Bank NPAs: Almost everyone holds a bank account, but is your bank safe? If you aren't sure, read this report first, and then decide whether to keep your current account or switch to another bank.
Rise in Bank NPAs: Having a bank account is commonplace these days; from children to the elderly, virtually everyone holds at least one bank account. Whether that account is with a public sector bank or a private bank depends entirely on the consumer and their specific needs. However, do you know whether your bank is truly safe? If you don't, this report is bound to leave you shocked.
Private Banks Hit Hard by 'Bad Loans'
According to a report by the rating agency ICRA (Investment Information and Credit Rating Agency of India Limited), the rate at which 'bad loans' (NPAs) are rising in private banks is significantly higher than in public sector banks. In FY27 (Financial Year 2027), fresh bad loans in private banks are projected to reach approximately 2.0%, up from 1.8% in FY26. In contrast, this figure is estimated to remain around 1.2% for public sector banks—an increase from 0.9% in FY26. In other words, public sector banks appear to be safer than private banks.
What Are 'Bad Loans'?
For those who are unaware, 'bad loans' are also referred to as NPAs (Non-Performing Assets). These are loans where a bank extends credit to a consumer but is subsequently unable to recover the funds. After issuing a loan, the bank establishes a fixed installment schedule that the consumer is required to pay every month. However, when a consumer becomes unable to repay these installments, the loan falls into the category of a 'bad loan.' Typically, the customer is given a grace period of 90 days (three months) before this classification takes effect.

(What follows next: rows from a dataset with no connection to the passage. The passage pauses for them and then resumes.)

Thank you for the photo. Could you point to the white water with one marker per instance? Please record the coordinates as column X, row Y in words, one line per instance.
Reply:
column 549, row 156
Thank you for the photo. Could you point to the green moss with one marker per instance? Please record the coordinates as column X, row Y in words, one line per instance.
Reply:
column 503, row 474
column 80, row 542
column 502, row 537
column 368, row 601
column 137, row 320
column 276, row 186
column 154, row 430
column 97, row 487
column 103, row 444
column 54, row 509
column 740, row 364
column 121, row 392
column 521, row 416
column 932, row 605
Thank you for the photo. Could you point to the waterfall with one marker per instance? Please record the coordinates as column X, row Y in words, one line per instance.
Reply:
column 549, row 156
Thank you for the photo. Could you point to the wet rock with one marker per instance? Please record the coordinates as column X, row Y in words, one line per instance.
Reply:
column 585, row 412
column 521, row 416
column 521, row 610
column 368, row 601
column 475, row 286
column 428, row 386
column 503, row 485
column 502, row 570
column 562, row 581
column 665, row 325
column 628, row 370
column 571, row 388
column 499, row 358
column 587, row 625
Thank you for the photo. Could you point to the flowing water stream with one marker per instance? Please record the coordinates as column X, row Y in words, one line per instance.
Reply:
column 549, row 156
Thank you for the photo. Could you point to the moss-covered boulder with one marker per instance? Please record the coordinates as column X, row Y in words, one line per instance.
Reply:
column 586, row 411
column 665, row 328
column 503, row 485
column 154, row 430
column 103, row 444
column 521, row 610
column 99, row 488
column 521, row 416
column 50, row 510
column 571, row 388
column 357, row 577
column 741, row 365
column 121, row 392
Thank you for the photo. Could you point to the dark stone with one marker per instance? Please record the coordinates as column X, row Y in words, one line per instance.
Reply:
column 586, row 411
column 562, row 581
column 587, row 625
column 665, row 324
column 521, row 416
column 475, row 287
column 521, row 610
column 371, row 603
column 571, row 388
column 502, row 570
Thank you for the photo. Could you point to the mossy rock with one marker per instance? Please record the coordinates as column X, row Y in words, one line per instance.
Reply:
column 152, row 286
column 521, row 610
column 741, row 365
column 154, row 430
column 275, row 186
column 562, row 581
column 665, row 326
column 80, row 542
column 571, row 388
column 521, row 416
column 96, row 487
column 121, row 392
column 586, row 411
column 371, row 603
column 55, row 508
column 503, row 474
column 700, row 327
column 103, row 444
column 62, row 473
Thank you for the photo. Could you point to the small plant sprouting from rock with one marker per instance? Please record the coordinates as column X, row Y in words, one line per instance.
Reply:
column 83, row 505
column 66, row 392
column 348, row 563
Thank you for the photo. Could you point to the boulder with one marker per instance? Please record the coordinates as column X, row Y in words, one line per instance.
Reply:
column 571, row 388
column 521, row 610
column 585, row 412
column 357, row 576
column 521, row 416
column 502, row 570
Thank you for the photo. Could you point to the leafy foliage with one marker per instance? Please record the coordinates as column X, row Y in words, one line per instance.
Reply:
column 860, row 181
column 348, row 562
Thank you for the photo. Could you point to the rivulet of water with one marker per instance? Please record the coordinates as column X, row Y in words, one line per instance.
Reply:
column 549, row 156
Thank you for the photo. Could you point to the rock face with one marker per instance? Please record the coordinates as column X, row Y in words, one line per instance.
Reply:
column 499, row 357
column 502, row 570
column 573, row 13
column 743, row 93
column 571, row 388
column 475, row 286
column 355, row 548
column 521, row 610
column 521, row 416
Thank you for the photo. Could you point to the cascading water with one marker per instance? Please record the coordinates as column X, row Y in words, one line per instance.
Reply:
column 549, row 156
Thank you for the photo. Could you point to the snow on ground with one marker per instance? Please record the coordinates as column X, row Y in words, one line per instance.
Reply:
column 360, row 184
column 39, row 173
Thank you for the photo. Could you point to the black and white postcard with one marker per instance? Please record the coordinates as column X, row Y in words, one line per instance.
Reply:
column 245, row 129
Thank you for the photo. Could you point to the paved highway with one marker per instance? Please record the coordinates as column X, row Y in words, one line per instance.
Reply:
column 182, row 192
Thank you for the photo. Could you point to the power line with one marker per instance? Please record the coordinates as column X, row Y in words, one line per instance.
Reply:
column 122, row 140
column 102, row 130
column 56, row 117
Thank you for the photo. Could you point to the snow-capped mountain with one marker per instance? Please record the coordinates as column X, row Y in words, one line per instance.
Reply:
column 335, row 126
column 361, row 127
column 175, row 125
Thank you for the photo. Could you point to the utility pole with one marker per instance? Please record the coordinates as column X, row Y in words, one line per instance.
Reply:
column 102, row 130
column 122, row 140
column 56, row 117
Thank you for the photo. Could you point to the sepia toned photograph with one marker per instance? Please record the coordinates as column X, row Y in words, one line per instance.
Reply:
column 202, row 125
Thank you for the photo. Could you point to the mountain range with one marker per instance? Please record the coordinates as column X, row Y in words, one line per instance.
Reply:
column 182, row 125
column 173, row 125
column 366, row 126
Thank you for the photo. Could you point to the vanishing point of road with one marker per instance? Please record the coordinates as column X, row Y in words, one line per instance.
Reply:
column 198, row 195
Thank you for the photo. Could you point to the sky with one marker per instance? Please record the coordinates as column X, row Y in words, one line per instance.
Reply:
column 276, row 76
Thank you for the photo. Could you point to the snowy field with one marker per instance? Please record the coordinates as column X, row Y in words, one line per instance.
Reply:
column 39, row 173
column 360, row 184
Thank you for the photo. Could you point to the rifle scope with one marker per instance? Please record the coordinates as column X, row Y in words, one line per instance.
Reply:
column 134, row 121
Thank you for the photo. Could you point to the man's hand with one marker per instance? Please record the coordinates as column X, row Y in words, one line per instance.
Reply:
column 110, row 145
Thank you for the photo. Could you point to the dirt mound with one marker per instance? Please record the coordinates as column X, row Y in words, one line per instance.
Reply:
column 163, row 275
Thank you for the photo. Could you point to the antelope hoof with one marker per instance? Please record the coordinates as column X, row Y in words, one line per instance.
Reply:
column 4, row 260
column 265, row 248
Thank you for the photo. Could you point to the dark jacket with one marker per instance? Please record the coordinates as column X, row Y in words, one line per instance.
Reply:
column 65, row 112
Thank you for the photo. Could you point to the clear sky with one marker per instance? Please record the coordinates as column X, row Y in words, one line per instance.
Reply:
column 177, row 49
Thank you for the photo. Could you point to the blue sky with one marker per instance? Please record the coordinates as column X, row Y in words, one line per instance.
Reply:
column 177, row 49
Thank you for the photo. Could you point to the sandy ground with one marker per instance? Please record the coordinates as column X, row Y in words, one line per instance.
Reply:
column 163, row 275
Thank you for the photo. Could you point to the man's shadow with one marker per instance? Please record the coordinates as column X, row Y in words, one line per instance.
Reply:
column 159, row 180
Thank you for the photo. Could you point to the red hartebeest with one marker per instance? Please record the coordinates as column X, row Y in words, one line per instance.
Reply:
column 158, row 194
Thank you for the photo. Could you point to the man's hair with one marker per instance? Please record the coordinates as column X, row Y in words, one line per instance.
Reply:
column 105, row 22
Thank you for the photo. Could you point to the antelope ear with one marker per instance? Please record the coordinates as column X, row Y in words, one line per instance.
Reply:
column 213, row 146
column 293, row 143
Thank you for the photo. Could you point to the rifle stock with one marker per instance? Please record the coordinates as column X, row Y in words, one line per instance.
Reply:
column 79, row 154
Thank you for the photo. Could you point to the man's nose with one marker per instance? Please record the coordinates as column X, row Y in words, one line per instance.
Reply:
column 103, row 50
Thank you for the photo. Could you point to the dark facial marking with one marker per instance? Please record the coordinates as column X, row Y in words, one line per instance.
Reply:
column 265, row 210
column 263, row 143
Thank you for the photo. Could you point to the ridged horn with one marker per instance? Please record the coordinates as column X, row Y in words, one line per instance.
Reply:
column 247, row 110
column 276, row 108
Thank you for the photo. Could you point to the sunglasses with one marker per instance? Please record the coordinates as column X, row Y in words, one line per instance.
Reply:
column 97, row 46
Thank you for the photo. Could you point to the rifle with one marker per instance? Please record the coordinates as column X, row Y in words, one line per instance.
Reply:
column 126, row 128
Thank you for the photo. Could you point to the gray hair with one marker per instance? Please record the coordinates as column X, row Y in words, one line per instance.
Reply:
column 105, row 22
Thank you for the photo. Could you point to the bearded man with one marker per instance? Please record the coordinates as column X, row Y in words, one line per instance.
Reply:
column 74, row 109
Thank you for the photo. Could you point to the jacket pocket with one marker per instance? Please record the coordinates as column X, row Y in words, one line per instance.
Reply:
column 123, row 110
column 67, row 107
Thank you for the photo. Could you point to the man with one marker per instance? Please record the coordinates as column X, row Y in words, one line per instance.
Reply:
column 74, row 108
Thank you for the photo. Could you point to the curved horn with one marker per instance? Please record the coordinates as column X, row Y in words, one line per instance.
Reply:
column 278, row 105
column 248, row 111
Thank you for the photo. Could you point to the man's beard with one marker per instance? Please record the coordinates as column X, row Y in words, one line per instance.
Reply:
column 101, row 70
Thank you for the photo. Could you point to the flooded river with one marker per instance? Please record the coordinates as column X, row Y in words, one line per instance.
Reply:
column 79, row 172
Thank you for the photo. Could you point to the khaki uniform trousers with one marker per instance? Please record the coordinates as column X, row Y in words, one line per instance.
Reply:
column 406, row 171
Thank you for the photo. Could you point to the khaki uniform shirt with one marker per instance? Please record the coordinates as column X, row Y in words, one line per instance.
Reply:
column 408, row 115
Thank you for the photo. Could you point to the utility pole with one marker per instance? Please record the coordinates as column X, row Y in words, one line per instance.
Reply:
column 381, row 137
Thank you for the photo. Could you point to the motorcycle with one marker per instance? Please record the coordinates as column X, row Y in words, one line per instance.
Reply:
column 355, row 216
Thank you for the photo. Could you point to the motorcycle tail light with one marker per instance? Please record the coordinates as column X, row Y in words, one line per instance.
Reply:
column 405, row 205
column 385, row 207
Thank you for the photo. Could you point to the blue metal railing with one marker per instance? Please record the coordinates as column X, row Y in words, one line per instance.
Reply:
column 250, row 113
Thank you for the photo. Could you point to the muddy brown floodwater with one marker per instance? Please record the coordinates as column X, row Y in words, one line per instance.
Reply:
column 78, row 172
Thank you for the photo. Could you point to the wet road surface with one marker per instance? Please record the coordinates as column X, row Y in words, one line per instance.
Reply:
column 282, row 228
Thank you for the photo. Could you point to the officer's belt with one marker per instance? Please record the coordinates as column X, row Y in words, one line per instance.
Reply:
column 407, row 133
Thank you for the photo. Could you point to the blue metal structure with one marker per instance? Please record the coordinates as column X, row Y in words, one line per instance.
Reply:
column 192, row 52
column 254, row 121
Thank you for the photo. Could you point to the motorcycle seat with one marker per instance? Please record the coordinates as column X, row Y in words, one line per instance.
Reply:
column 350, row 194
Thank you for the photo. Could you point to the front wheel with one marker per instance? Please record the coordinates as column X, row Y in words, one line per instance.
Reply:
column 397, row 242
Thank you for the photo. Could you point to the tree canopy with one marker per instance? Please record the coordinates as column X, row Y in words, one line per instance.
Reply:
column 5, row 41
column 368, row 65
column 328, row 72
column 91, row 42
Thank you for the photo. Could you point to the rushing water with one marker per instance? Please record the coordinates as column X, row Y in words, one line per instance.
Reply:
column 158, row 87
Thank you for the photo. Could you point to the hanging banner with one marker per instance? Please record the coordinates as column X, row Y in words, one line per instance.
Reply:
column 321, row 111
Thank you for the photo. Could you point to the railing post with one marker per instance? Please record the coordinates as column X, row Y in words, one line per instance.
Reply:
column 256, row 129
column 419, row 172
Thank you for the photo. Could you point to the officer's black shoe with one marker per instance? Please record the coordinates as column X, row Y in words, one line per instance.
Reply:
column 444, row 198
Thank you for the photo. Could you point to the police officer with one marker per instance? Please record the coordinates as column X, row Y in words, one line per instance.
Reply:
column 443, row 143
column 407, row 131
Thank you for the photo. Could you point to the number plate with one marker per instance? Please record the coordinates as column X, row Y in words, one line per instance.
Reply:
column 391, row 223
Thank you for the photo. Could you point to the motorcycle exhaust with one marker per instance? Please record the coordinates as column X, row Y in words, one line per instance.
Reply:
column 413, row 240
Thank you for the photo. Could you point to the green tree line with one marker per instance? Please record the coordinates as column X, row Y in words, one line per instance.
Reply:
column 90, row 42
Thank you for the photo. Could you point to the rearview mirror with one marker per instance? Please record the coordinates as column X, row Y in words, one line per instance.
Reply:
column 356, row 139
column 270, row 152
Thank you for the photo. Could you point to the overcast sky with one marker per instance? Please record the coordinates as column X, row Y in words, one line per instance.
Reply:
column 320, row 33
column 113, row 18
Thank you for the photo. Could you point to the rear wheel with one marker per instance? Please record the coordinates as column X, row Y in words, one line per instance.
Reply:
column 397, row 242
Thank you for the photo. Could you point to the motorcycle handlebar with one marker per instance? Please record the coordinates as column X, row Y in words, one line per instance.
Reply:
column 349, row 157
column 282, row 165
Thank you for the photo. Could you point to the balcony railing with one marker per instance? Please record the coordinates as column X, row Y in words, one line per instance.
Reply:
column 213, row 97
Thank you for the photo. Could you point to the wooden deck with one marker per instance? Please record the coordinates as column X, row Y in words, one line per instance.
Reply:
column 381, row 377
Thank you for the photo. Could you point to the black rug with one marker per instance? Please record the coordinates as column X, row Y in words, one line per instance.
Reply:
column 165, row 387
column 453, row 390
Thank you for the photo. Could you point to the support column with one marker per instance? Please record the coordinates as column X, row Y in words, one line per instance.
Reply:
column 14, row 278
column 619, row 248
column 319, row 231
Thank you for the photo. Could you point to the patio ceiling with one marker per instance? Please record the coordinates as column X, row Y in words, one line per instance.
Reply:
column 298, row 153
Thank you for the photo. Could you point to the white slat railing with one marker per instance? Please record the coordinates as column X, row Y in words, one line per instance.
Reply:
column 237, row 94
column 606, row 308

Private Banks Offer Unsecured Loans
It is worth noting that private banks frequently offer unsecured loans (loans without collateral) as well as loans to MSMEs (Micro, Small, and Medium Enterprises). Consequently, the risk of these loans turning into 'bad loans' is significantly higher. The risk of default is particularly high when these loans are extended to small business owners or granted as personal loans. If a business collapses—or even faces the slightest setback—the borrower is unable to repay the loan.